How I Found My Spiritual Master – Tsenshap Serkong Rinpoche II

My name is Tsenshap Serkong Rinpoche. I want to talk about how I found my teacher. Interesting, yes? 

Finding a master is quite difficult, but for me, I was lucky. I studied for three years in India at IBD, the Institute of Buddhist Dialectics. I studied Madhyamaka, the Middle Way teaching of Buddha. It takes three years to complete. The first year was taught by the very skillful master, Gen Loyang-la. I listened to his teachings. He used to be with us. 

The school has a system where, once every week, a different teacher would come to the class. We can debate or ask questions of this spiritual master, and they would reply and give an answer. One time an elderly monk, a very humble person, Gen Gyatso-la, entered our classroom. We stood and bowed our heads to show respect. But Gen-la didn’t look at how we bowed to him. He went straight to his throne and sat there. We did our prostrations and then gave some questions to him. He listened to one question and said, “Um, interesting.” And then he said, “Give me more.” I was so curious and felt very strange. I had never met a person who hadn’t given an answer to the first question before asking for a second question. 

He took six or seven questions, and then he looked at all of the students. There were, I think, 25 students. And then he said, “Is that all the questions you have?” We said, “Yes.” And then he said, “OK, now let me start,” and he started his answering for almost an hour and a half. Then Gen-la said, “Well, I haven’t finished giving the answer for the first question yet, but now let me cover them all.” He spoke for almost three hours.

We were all so tired. I looked at our classmates, and it looked like they were very tired. And the funniest thing was that that day there was a celebration, a geshe celebration, where the new geshe makes a monetary offering to all the students. Also, at such a time, we have special food. We had to participate on time, otherwise there wouldn’t be any good things left on the serving plates. So, we had to rush. Lunch time was around 12:00, but it was almost 11:30 when Gen-la said, “I haven’t finished answering the first question yet.” So, he had more to go more. His answers continued until almost 1:00. We were so tired. We went down, and there was no food left. Big surprise. It was a surprise for me because, when I listened to him, I couldn’t feel any good or strong flavor in his answers. Everything seemed related, but it was not actually coming back to our question. Hmmm, is this a suitable teacher or not?

The second year, Gen-la was our main teacher, so there was more time to spend with him. After a long time, I noticed something special in him. When he answers, he listens to his own heart, and he feels like this is the best thing that I can offer the students. He wouldn’t just look at the textbook, then just say what is written there and then close the book and leave the classroom. That’s not his style. He teaches from his own heart, and sometimes he gets carried away. He goes deep into meditation, as when we talk about meditation, we talk about single-pointed meditation and analytical meditation. I think that is the second point that he’s showing us.

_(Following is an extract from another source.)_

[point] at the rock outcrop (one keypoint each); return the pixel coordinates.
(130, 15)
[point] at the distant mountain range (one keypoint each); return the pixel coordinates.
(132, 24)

At the end of the second year, after having spent time with him, Gen Gyatso-la’s advice was, “Whenever you have the time, please, at least a few minutes every day, read the textbook. Spend a little time with that.” He held his copy of the book in his hands, and he just looked at the book saying, “I don’t have such great wisdom like you people have and a strong body, a very healthy body like you do. If I can exchange such a body with you, OK, but I really don’t want to exchange my enthusiasm and joyous effort. This I have enough of.” With confidence, he looked at his textbook and said to us, “I don’t want to exchange my joyous effort with you. If I can exchange anything, I want to exchange your healthy body and the time that you have so that I can be very healthy and can just study this textbook more and become much better at understanding and explaining it.”

Then, in the end, he looked very sad. He said, “I have studied and learned this book. I have read it many times and tried to understand as much as I can. Now I have one request. When I leave this world, I really don’t want to be apart from this book. So even when I go into deep meditation when I pass away, I want some of my friends to keep this book in my hands and tie it to me with a rope. Then you can burn my body like that.”

That was a very, very strong teaching for me. I’ve met so many teachers, so many masters, but I felt at that point that Gen Gyatso-la was maybe the one who should be my guru, my teacher. I’ve talked to so many of my classmates and asked, “What was something special that you got from him?” They answered, “Oh, he is very humble. He is a great teacher. He is very polite, and his way of answering is very skillful.” But most of them never talked about what I had seen and what he had said. It brought a tear to my eyes. I felt like, “Wow, this is the kind of enthusiasm and joyous effort that I want to have.”

He is a great teacher. There’s no mistaking what I have chosen. I decided, without a doubt, that I will take him as my guru and teacher. So, this is how I met Gen Gyatso-la and how he became my teacher, my spiritual master.